Hubo un tiempo en que el silencio no era malo. Era buscado, ayudaba a entender, marcaba al maestro. El sabio escuchaba, el amante preguntaba, el maestro quería aprender. Y las palabras se quedaban en manos, por ejemplo, de los sofistas que vendían, a un módico precio, las claves del éxito, tipo manual de autoayuda. Los que buscaban la verdad no hablaban, porque sabían que las palabras no eran necesarias. Pero eso fue hace mucho tiempo.
El silencio que tenemos hoy es ese del que habla Hopper, el silencio que no escucha. El de la mujer sola en la cama del hotel, el del matrimonio que no tiene de qué hablar ni pretende buscarlo, el del hombre esperando en la gasolinera por la que no pasa ningún coche, el de los clientes del bar solitarios delante de su copa.

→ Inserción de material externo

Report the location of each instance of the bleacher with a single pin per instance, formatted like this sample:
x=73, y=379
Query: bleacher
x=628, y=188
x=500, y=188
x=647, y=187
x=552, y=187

Es el silencio de la abrumadora soledad de quien no vive sólo pero no consigue hablar con quien tiene a su lado, de quien quiere buscar pero no sabe hacerlo, de quien vomita las palabras pero no tiene a nadie para recoger lo que de ellas queda.
Ese es el nuestro, el que marca la vida en las ciudades, el que llena las casas, las familias, los matrimonios que no se miran a la cara, los solitarios habitantes de las copas de alcohol.
Es como una especie de espera en lo imposible, de vida adormecida, de rendición. Si el siglo XXI fuera una imagen, sería un cuadro de Hopper, uno de esos bellísimos cuadros que nos dejan mirar dentro de una casa, cualquiera, y ver que allí habitan fantasmas solitarios que no quieren el silencio pero no tiene más remedio que aceptarlo, porque fuera no hay nadie y dentro tampoco. Si quieren ver lo que no hablamos nunca, vayan al Thyssen.